Her lips tightened before she spoke. “Actually, Julia, I try not to see too much. One reason I do the readings for us each week at our dinners is because it seems when I look ahead on a regular basis, it sneaks up on me less. If I don’t do someone’s readings—like yours, Lydia’s, Katie’s, and Lara’s—if I miss the evening, then I can expect that at least two to three times in the next week, I’ll see something. I’ll see the future.”
“Is it always bad? The visions you see when you haven’t been using your gifts enough?”
“No, it isn’t. Sometimes I see good. I’ll see a child being rescued from a river, the child is crying, but alive. Or I’ll see a man emerging from an operation alive and his wife crying with relief, or I’ll watch a person walking away from a hideous car accident. Those visions all engender huge emotions in people, which is what I think carries them to me. But I see much more negative. Probably because those emotions are so enormously strong, it’s all the layers of civilization stripped away to rev
eal pain or loss or grief or hate or violence. I get sent those visions so much more.”

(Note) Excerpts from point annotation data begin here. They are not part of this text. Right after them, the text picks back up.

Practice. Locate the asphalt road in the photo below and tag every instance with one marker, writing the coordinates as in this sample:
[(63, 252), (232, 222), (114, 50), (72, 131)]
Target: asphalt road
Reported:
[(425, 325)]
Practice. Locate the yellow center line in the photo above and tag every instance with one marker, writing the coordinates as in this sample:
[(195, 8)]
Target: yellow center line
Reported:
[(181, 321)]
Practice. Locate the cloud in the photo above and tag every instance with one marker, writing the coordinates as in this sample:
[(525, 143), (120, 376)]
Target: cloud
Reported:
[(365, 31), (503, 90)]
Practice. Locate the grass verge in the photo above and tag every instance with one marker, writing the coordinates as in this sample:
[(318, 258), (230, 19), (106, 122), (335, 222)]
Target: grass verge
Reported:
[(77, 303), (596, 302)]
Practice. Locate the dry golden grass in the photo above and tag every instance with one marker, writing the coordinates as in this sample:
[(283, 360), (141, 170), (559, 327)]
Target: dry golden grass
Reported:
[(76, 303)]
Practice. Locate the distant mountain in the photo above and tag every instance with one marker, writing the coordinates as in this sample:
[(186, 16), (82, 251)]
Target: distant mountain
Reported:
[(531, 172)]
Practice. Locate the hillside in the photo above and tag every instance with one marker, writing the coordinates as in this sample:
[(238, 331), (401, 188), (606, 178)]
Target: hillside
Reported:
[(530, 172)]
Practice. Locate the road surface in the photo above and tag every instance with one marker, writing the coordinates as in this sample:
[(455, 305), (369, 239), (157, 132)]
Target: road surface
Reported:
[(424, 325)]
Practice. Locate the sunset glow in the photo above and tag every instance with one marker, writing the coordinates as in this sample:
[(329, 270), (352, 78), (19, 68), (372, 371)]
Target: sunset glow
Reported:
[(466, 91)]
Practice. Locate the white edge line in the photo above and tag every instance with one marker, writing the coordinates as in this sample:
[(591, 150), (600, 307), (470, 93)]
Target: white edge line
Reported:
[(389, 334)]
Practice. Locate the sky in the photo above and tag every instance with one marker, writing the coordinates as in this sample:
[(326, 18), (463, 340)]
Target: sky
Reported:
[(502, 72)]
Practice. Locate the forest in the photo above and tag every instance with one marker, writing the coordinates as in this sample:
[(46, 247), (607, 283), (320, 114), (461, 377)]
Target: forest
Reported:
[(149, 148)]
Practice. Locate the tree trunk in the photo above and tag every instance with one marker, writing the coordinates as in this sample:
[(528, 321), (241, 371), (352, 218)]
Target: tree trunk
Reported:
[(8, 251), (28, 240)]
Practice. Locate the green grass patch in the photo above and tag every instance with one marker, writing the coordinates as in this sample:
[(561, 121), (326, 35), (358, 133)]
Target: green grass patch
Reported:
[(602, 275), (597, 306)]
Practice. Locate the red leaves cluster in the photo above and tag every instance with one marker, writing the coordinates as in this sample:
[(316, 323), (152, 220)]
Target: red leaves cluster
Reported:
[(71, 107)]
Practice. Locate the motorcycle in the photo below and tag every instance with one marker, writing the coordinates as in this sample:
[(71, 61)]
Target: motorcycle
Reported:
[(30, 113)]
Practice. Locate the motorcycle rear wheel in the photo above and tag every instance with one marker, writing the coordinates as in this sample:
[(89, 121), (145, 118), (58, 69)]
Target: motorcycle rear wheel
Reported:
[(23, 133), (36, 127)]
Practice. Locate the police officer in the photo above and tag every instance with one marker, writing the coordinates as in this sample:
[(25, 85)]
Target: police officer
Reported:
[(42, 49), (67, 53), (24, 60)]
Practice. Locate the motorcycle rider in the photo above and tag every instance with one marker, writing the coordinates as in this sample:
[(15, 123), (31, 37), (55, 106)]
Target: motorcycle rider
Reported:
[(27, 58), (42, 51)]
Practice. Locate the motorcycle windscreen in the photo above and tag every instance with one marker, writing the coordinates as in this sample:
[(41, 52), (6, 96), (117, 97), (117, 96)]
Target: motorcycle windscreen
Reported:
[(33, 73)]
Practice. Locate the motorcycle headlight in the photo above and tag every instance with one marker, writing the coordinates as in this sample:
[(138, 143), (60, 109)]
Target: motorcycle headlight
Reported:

“Do you know any of the people you see?”
She was quiet. “Yes. But very rarely. Often I can tell that what I’m seeing is happening in another country. I’ll see Chinese people or Africans or a town that looks like it’s in the South.”
The wind whipped through my hair, and I pushed it back. “Why do you think you get these visions? Why you?”
“My mother can sometimes read minds. My grandmother and her mother could both see people’s past lives. My grandmother told me that I’ve been a peasant, a servant in a castle, a warrior, a hooker, a factory worker, a wealthy socialite, a fortune-teller, a witch, and a nurse in past lives. One of my aunts can move certain things across the room, like lamps and silverware, just by thinking about it. Comes in handy when she’s cooking. One time she lifted a table. She didn’t like one of the women sitting at it, apparently.”
“So it’s genetic. Only it seems like you got the most difficult ability.”
“In many ways, yes. I would far rather be able to move vases and vacuum cleaners or tell someone about the lives they used to lead than know when an earthquake is going to kill hundreds and be unable to stop it.”
“When did the visions start?”
“I had them when I was a child, and I would tell my parents about them. They realized early on what gift I’d inherited. I’d tell them what I saw, and then they would read about it in the paper. Sometimes those things happened locally. Sometimes they happened in other states or countries.
“I didn’t understand even who or what I was looking at when I was younger. I’d see women with black veils over their faces, screaming, and I’d hear gunshots. I’d see flooding and people running, their faces terrified. I’d see small children locked in dark rooms crying. I would see a war zone with men moaning in pain. All I knew, all my parents knew, was that it would make me shake and cry.
“Each summer, though, my mother and I would leave our home in Boston and go to the country to stay in our home out there, and the visions would decrease dramatically. Maybe it was because I wasn’t in the midst of a city with the crowds of people and all their rampant emotions. Maybe it was because I was more relaxed in the country. I don’t know.”